In her ruling, Saris found that the police department has achieved
racial balance among patrolmen, 41 percent of whom are people
of color in a city that is 50.5 percent non-white. A similar ruling
struck down the fire department’s one-to-one hiring policy
last year.
But the police department remains overwhelmingly white at most
ranks above patrolman.
Critics of the ruling said they would contemplate a court challenge
but in the meantime hoped to work with Police Commissioner Kathleen
O’Toole to come up with a plan to keep the department from
becoming less diverse.
“We would expect and hope the commissioner will be reaching
out to us to let us know there is a spirit of cooperation and
willingness to work with the NAACP,” said NAACP Boston Branch
President Leonard Alkins. Alkins said Monday that O’Toole
had not contacted the NAACP since last week’s ruling.
Proponents of diversity warn that unless the department modifies,
eliminates or de-prioritizes the state civil service exam in its
hiring process, the overwhelming majority of new hires will be
white.
Fewer people of color take the exam, and those who do tend to
score lower than whites.
Under the affirmative action policy, this disparity did not hurt
applicants of color.

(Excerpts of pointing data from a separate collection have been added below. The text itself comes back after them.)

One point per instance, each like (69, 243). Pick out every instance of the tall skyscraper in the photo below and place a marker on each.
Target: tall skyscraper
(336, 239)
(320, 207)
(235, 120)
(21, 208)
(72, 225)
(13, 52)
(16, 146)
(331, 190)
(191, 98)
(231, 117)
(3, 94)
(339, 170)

The department hired one applicant of color
for every white applicant, based on who had the highest test scores
in their racial category.
If the affirmative action policy had not been in place last year,
however, just two applicants of color would have been hired, according
to a Boston Globe analysis.
The score disparity does not mean, however, that applicants of
color score poorly on the exam. Those officers of color who were
hired last year scored a 97 or higher out of a possible 100, pointing
to a perceived flaw in the test — hundreds of applicants
score perfect or near-perfect, making it hard to differentiate
among them.
Some say the exam has another flaw — it is culturally biased
toward whites.
“The questions tend to deal with cultural mannerisms in
how white people are raised, in so far as problem solving,”
said Alkins. “That really showed a bias, because black people
and people of color could not identify with that manner of problem-solving.”
O’Toole said she would consider eliminating the exam or
making it pass-fail. She told the Boston Globe she wants to focus
more on factors such as training, background and foreign language
skills and supports increasing outreach to communities of color
in cadet recruitment. O’Toole said she would also consider
revising the veterans’ preference.
The department hires disabled veterans regardless of their test
scores, as long as they meet other requirements. This veterans’
preference and a preference for children of officers killed in
the line of duty trump the affirmative action preference in the
hiring process.
Critics of the preferences note that most of those hired under
them are white.
“We are not the ones taking jobs from white individuals
who [although] they scored 100 or 101 are being denied jobs,”
said Alkins. “Individuals who scored 70, because they fall
into the protected classes, they are the ones taking the jobs.”